Heureusement pour eux, le ridicule ne
tue pas. Dépassés par la Chine sur le
plan économique et incapables de la
vaincre militairement – pour des raisons
évidentes – les Etats-Unis font feu de
tous bois pour déstabiliser leur rival
systémique. Le droit-de-l’hommisme à la
petite semaine est la seule arme qui
leur reste.
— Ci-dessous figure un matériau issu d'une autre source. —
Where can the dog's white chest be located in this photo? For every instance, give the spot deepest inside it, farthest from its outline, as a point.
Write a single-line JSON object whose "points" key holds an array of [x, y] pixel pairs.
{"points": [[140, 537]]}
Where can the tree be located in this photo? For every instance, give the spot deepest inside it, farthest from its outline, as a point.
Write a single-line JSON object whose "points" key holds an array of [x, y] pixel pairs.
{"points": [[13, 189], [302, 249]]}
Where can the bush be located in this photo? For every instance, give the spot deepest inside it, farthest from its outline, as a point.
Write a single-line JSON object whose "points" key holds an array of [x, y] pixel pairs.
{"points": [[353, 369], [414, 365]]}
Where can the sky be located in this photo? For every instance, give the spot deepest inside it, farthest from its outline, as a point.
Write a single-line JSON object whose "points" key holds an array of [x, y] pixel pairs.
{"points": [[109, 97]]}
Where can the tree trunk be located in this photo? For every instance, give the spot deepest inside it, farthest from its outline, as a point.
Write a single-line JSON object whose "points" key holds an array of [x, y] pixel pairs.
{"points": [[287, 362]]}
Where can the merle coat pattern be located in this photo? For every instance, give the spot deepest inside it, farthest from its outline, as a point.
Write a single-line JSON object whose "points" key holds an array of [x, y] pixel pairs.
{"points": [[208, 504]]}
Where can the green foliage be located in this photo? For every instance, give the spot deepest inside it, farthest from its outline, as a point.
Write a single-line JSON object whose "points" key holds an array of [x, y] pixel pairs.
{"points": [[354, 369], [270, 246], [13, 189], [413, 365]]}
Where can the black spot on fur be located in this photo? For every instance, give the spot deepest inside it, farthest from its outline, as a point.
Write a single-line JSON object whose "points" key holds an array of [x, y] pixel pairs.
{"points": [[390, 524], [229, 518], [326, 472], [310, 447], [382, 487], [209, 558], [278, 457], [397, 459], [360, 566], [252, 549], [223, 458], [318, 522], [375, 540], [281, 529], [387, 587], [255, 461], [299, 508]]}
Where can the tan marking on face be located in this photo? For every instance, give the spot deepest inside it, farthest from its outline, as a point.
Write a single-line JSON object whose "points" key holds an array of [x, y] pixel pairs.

Ils l’utilisent à Hong Kong
comme à Caracas ou à Téhéran, et
personne n’est dupe.
A quand, alors, une
protestation chinoise sur la façon dont
le gouvernement des Etats-Unis gère les
crises à répétition qui sévissent sur
leur territoire ou sur l’oppression
séculaire subie par les Afro-Américains
? Ceux qui dénoncent la répression
insoutenable qui régnerait à Hong Kong
sont-ils les mêmes que ceux qui
organisent des embargos meurtriers
contre l’Iran, la Syrie, Cuba ou encore
le Vénézuéla dont un économiste libéral,
Jeffrey Sachs, a calculé que les
sanctions prises contre ce pays depuis
2017 avaient provoqué la mort de 40 000
personnes dont des milliers d’enfants
privés de médicaments ? Les chœurs de
pleureuses parisiennes qui réclament
notre solidarité avec les manifestants
hongkongais soumis à une « violence
inouïe » sont-ils les mêmes que ceux qui
approuvèrent la délicatesse avec
laquelle le gouvernement français a
traité le mouvement social des Gilets
Jaunes, avec ses 10 000 arrestations,
1800 condamnations et 200 blessés graves
dont 25 mutilés ? Ou les mêmes, encore,
que ceux qui ne trouvent rien à redire à
la participation française à une guerre
d’extermination au Yémen, avec ses 50
000 morts, son million de victimes du
choléra et ses 8 millions de civils
menacés par la famine ? Mais il est vrai
que balayer devant sa porte n’est pas
l’attitude la plus répandue à Washington
ou à Paris. Et dans ces capitales du
monde civilisé, on est toujours prompt à
s’immiscer dans les affaires des autres
en invoquant des principes humanitaires
sur lesquels on s’assied tous les jours.